This study utilized multiple outcome measures of memory performance, attitudes, and beliefs toward memory, as well as instrumental activities of daily living. Connecting memory-enhancing interventions to improved functional ability presumably assists older adults to remain independent and this connection was reflected in the intervention content, as well as the outcome measurement.

Verbal memory performance was tested with the Hopkins Verbal Learning Test-Revised (HVLT-R), which assesses immediate recall, delayed recall, and recognition memory. (Shapiro, Benedict, Schretlen & Brandt, 1999). The test/retest correlation was .66 for the Delayed Recall Subscale, which was used here. Delayed Recall scores were highly correlated with the Logical Memory Subscale of the Weschler Memory Scale Revised.

Visual memory performance was determined with the Brief Visuospatial Memory Test-Revised (BVMT-R), which asks the individual to reproduce a series of geometric designs. (Benedict, Dobraski, & Goldstein 1999). BVMT scores were moderately correlated with the Visual Reproduction Subscale of the Wescler Memory Scale Revised and the Recall Trial of the Complex Figures Test.

Designed to reflect everyday memory, the Rivermead Everyday Behavioural Memory (RBMT) Test bridges laboratory-based measures of memory and assessments obtained by self-report and observation. It has been shown to be appropriate for older adults and relatively resistant to moderate sensory impairment and self-reported anxiety and depression (Cockburn & Smith, 1991). A .78 correlation has been reported for test-retest reliability. Scores have been moderately related to other memory measures, such as the Ravens Progressive Matrices Test. The standardized profile score (SPS) has a possible range from 0–24 and is sometimes interpreted with regard to cut-off points for four groups of memory function: normal (22–24), poor memory (17–21), moderately impaired (10–16), and severely impaired memory (0–9).

The 85-item Direct Assessment of Functional Status (DAFS), measures performance in test time orientation, communication abilities, transportation, financial skills, shopping skills, eating skills and dressing/grooming skills (Lowenstein et al., 1989). The instrument has been validated with elders living in the community. The DAFS has high interrater and test-retest reliabilities for both patients presenting to a memory disorder clinic (English and Spanish speaking) and for normal controls.

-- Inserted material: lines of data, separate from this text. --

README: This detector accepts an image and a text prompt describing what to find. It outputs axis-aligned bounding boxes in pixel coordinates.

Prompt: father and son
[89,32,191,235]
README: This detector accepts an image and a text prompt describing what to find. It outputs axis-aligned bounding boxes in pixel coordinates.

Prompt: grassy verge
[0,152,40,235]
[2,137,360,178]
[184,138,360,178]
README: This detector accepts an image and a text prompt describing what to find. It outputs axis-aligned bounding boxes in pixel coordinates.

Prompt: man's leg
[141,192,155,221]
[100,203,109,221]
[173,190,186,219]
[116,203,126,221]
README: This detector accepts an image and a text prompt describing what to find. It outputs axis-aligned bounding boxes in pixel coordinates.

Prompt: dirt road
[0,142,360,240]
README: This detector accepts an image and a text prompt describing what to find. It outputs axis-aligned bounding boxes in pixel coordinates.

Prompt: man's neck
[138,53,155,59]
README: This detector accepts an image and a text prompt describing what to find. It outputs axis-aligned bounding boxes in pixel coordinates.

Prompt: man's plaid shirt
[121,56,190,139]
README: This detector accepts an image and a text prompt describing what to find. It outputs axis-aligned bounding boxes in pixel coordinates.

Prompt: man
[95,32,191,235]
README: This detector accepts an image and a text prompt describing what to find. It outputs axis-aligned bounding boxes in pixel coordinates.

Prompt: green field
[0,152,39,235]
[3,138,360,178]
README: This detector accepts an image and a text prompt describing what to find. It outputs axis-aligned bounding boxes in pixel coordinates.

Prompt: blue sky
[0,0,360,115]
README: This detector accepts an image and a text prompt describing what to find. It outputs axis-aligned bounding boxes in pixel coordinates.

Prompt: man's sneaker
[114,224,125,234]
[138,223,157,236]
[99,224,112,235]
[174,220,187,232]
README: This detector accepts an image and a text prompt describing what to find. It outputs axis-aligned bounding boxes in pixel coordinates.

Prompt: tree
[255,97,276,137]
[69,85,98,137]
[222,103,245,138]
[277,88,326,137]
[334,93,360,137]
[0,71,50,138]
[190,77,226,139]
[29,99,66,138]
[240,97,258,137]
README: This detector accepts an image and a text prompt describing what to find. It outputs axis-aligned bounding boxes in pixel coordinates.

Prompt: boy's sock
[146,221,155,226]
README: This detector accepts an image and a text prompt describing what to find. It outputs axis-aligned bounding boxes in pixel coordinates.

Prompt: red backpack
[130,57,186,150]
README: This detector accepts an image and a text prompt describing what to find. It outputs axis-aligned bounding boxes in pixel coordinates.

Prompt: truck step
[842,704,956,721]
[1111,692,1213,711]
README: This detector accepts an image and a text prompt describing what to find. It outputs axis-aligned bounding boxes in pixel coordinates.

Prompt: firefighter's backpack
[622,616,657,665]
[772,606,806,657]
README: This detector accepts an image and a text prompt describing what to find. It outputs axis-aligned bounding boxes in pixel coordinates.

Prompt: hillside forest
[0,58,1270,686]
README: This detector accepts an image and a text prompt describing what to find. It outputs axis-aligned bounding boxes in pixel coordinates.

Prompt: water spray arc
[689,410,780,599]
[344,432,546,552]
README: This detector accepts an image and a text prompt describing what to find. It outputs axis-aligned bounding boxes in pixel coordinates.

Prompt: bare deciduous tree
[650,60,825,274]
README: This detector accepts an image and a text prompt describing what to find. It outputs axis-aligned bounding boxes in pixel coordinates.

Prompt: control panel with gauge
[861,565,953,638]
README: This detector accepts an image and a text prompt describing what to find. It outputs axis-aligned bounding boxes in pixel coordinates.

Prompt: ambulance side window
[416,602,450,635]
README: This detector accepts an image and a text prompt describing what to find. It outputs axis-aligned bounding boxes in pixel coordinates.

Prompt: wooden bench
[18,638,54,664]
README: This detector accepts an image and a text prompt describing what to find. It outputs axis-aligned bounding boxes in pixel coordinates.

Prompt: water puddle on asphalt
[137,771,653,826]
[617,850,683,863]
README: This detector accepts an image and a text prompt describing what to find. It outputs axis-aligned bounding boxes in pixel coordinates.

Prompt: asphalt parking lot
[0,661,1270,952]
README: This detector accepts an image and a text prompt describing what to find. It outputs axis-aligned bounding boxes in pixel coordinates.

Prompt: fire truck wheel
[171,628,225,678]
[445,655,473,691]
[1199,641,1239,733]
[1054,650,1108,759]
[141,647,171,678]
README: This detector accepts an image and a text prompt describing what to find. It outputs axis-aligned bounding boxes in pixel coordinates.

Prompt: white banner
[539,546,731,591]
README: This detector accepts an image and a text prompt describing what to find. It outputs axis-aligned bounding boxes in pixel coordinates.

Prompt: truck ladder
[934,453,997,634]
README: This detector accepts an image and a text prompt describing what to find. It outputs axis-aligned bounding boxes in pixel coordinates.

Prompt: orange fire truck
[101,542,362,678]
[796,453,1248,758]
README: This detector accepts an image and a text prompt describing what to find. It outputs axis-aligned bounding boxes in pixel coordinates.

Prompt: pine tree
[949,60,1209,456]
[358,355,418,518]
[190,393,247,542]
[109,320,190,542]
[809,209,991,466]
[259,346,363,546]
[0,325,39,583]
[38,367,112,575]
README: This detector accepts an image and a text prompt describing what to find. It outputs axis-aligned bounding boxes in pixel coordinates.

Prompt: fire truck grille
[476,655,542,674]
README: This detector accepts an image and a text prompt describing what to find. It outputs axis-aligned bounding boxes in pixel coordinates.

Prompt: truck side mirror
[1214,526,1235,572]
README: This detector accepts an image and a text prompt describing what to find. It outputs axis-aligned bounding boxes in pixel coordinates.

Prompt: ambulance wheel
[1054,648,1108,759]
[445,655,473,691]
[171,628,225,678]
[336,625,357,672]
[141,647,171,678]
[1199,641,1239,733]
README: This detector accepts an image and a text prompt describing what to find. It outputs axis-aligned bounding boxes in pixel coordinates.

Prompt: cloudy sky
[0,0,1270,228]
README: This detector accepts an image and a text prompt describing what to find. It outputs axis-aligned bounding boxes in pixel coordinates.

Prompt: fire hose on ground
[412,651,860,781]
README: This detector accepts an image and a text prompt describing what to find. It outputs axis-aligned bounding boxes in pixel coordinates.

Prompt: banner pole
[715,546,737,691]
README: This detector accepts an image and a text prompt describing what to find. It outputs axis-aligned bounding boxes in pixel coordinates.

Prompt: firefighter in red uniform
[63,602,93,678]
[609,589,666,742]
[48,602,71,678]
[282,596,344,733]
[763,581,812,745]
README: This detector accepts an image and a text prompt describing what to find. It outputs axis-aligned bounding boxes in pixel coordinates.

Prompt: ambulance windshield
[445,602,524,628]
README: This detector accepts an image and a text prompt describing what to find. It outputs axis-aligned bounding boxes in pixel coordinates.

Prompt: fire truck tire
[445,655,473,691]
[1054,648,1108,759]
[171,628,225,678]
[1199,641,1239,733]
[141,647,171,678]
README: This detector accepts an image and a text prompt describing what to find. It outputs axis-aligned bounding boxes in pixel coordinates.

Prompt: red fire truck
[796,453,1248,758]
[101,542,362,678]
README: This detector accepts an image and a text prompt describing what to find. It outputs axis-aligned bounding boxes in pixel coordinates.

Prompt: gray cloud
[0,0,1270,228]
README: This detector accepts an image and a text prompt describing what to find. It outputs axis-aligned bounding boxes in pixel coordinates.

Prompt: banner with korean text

The Memory Self Efficacy Questionnaire (MSEQ) (Bandura, 1997; Berry, West, & Dennehey, 1989) asks respondents to predict their performance level and estimate their strength and confidence in performing ten everyday tasks, such as those addressed in this intervention. In a study using community elders, McDougall (1994) reported coefficients of reproducibility for level (r = .88) and strength (r = .95). Scores on the MSEQ were shown to be related to memory performance (McDougall, 2004). In this study, the 35-item version of the MSEQ was used.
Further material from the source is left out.